PSC sets Tuesday hearing on Hood filing

Published 1:23 pm Tuesday, May 5, 2009

Attorney General Jim Hood is seeking a detailed public disclosure of Mississippi Power Co.’s planned $2.2 billion power plant in Kemper County and utility regulators will hold a hearing Tuesday on the request.

Hood’s motion with the state Public Service Commission asks that Mississippi Power provide more details on the need for a new plant and give the PSC a legal reason to consider a rate increase to build the facility.

A new state law allows the PSC to approve utility rate increases before companies build power-generating plants. Under the old law, a utility company had to wait until a plant was operating before asking for a rate increase to recover construction costs.

Sign up for our daily email newsletter

Get the latest news sent to your inbox

Entegra Power Group and Magnolia Energy, two power producers, have challenged the need for the lignite clean coal power plant and Hood said the legal issues need be addressed before the PSC rules on the plant application or proposed rate hike.

“There’s no intent to stop the plant. My job is to make sure that the law is followed and that the Public Service Commission has all the facts before it in order for a … decision to be made,” Hood said. “It’s the first time we have ever had it that the rate payer will be required to pay for a facility that hasn’t even been built yet.”

Mississippi Power is part of the Southern Company, which includes Alabama Power, Georgia Power and Gulf Power. It serves about 184,000 customers in the 23 counties of southeast Mississippi and announced in December 2006 that it was considering building the plant in central Mississippi’s Kemper County.

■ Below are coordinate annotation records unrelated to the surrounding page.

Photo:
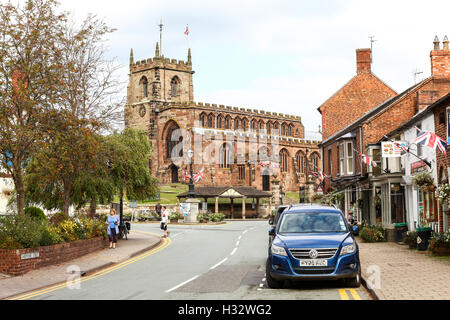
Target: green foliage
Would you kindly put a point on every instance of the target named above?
(58, 217)
(410, 237)
(216, 217)
(36, 213)
(202, 217)
(17, 232)
(175, 216)
(374, 233)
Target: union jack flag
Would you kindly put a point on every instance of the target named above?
(367, 160)
(185, 175)
(199, 175)
(431, 140)
(321, 175)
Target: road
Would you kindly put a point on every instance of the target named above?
(214, 262)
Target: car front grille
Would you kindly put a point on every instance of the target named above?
(322, 253)
(314, 271)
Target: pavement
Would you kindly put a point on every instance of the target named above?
(136, 244)
(392, 271)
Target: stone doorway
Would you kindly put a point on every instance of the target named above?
(174, 174)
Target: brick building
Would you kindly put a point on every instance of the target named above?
(359, 95)
(236, 146)
(341, 159)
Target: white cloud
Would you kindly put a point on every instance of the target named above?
(284, 56)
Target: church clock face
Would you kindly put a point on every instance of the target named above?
(142, 111)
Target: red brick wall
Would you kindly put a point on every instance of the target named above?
(11, 262)
(442, 161)
(363, 93)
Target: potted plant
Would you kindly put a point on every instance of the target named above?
(443, 194)
(173, 217)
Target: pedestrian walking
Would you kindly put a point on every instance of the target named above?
(158, 209)
(165, 221)
(351, 212)
(113, 228)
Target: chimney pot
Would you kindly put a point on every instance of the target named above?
(436, 43)
(363, 61)
(445, 42)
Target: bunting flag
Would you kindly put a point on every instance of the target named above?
(185, 175)
(199, 175)
(403, 147)
(367, 160)
(430, 139)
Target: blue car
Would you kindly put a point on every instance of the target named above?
(312, 242)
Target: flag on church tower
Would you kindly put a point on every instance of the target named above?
(199, 175)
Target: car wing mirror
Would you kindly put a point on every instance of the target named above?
(272, 232)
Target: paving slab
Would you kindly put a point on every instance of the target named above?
(35, 279)
(394, 272)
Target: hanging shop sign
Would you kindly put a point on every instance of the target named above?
(417, 167)
(392, 149)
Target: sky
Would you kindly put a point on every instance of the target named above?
(282, 56)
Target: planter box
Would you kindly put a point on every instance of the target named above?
(19, 262)
(441, 250)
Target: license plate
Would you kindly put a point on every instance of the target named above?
(313, 263)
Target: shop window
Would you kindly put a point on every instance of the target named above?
(241, 172)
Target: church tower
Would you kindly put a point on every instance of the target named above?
(160, 79)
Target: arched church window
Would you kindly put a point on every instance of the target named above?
(284, 156)
(174, 86)
(144, 86)
(225, 156)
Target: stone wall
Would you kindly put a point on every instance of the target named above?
(19, 262)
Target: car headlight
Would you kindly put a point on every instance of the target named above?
(348, 249)
(278, 250)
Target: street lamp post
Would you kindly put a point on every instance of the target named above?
(191, 193)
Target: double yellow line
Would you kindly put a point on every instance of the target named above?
(165, 243)
(353, 292)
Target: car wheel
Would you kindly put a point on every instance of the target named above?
(354, 282)
(271, 282)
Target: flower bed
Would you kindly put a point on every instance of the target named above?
(28, 243)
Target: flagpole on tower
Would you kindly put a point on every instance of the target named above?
(160, 25)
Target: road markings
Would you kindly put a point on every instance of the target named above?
(182, 284)
(166, 242)
(353, 292)
(215, 266)
(343, 294)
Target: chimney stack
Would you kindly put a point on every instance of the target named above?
(363, 61)
(440, 60)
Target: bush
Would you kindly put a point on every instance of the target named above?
(174, 216)
(36, 213)
(58, 217)
(372, 234)
(202, 217)
(216, 217)
(17, 232)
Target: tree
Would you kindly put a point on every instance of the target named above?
(30, 72)
(130, 153)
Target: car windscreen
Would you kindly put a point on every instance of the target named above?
(312, 222)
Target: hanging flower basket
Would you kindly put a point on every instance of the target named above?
(425, 181)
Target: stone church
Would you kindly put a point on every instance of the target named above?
(257, 148)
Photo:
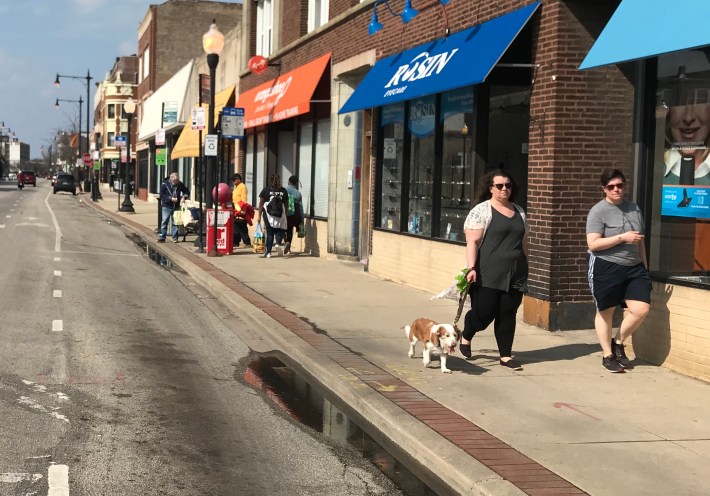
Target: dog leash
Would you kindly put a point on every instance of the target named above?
(462, 300)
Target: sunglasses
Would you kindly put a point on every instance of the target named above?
(610, 187)
(500, 185)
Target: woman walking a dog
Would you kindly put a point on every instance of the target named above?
(497, 264)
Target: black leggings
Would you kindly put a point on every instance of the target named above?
(488, 305)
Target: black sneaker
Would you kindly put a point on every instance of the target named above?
(611, 365)
(620, 354)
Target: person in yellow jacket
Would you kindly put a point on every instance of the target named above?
(239, 198)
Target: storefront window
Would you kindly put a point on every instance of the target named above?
(422, 126)
(249, 168)
(457, 165)
(305, 160)
(321, 168)
(680, 178)
(392, 125)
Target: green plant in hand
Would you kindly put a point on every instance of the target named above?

“We respect the right of the attorney general to do his job and look into this filing,” said company spokeswoman Cindy Duvall. “We are confident when we have the opportunity to participate at the hearing that we will be able to alleviate some of the concerns that he has and address some of the claims in his filing.”

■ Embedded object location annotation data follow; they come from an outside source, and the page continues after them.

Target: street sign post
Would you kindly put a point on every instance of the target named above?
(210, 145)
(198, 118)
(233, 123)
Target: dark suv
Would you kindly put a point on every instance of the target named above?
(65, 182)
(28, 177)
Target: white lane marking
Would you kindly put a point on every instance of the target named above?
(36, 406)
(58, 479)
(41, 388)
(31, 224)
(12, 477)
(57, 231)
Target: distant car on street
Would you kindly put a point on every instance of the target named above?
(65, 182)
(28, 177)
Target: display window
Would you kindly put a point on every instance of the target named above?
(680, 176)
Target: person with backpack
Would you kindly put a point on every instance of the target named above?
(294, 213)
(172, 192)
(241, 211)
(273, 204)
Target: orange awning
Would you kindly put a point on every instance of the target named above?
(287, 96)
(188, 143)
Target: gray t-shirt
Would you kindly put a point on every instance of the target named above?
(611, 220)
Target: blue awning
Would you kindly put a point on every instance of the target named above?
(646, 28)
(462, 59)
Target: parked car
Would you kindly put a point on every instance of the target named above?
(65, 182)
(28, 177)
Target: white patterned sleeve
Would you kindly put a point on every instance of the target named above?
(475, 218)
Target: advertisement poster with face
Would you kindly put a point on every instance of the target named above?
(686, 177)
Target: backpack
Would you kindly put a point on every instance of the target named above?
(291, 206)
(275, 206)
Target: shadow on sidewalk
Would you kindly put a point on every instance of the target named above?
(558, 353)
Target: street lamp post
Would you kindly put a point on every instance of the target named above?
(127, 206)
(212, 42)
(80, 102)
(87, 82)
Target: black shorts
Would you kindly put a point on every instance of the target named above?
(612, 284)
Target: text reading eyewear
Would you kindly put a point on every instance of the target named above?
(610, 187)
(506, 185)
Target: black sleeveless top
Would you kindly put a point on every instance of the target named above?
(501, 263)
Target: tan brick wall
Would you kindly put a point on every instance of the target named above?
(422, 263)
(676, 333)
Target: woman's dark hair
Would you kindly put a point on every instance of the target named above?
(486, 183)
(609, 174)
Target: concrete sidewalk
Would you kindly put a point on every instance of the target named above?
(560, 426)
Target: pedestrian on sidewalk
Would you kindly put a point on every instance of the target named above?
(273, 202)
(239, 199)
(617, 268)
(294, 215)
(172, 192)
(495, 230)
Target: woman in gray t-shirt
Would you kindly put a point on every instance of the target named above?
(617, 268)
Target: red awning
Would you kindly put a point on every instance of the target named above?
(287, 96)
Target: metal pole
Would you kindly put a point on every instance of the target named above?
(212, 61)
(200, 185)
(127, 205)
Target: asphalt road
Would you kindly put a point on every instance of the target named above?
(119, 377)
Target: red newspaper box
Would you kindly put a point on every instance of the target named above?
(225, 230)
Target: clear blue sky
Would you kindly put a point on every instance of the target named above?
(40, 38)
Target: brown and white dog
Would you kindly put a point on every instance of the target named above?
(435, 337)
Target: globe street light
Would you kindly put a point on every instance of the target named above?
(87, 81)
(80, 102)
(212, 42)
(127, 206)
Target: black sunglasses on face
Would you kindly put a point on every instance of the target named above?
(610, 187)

The plant will be a 582-megawatt integrated gasification combined cycle that converts locally mined lignite, or “brown coal,” into a gas to generate lower-emission electricity. However, the clean coal technology is more costly and new.

To offset the costs, the company says, it has received a $270 million grant from the U.S. Department of Energy, a $133 million in investment tax credits under the National Energy Policy Act of 2005 and is seeking the rate increase.

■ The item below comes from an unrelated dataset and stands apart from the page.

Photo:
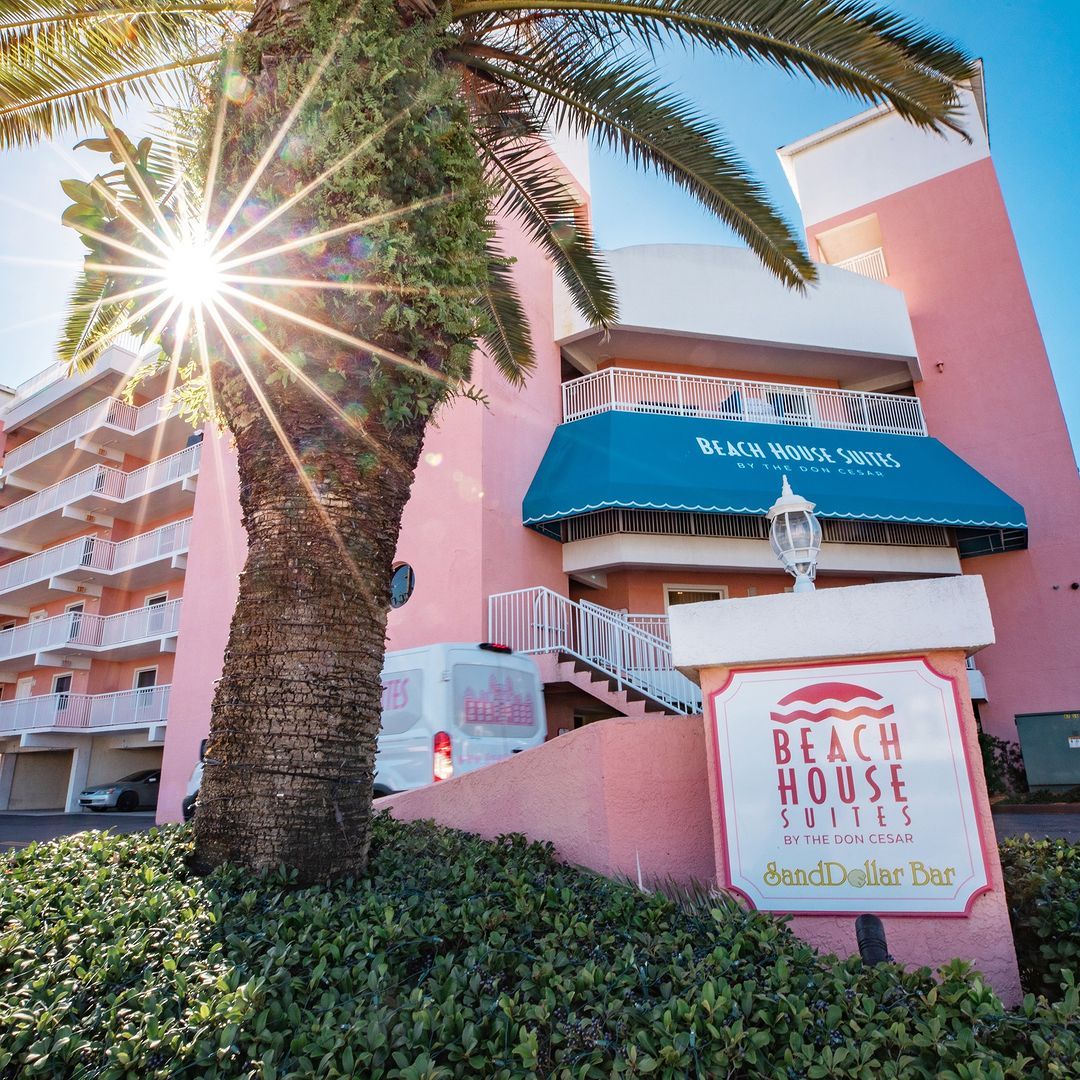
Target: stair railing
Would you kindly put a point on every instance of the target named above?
(539, 620)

Hood said the rate increase request is not detailed enough and since rate payers are the ones affected, he believes Mississippi Power should provide more details and make it public.

“We want it to be all open to the public, so that the public and everyone can view what the rate increase will be,” Hood said. “Anybody that opposes this, experts can come in and say whether they agree or disagree. At least you have a public debate about it and you understand what the rate increase is.”

Public Service Commissioner Brandon Presley, who represents north Mississippi on the three-member board, said: “In fairness to all parties I really just can’t comment on much of it because it is a contested case.”

Anthony Topazi, Mississippi Power president and chief executive officer, said in a news release earlier this year that the “plant will diversify our fuel sources and will produce energy at lower and more stable costs than any other fossil fuel option.”

Topazi said the project should create about 260 new permanent jobs from the plant and mine operations, plus 1,000 jobs during peak construction.

Mississippi Power has posted information about the project on its Web site and Hood said the company has been forthcoming in answering his questions and concerns.

“But this is a new technology that hasn’t been done in other places and we just want to be careful and make sure rate payers don’t get saddled with something that wasn’t looked at properly,” Hood said. “I will say on behalf of Mississippi Power, they have been working with us to provide answers to our questions.”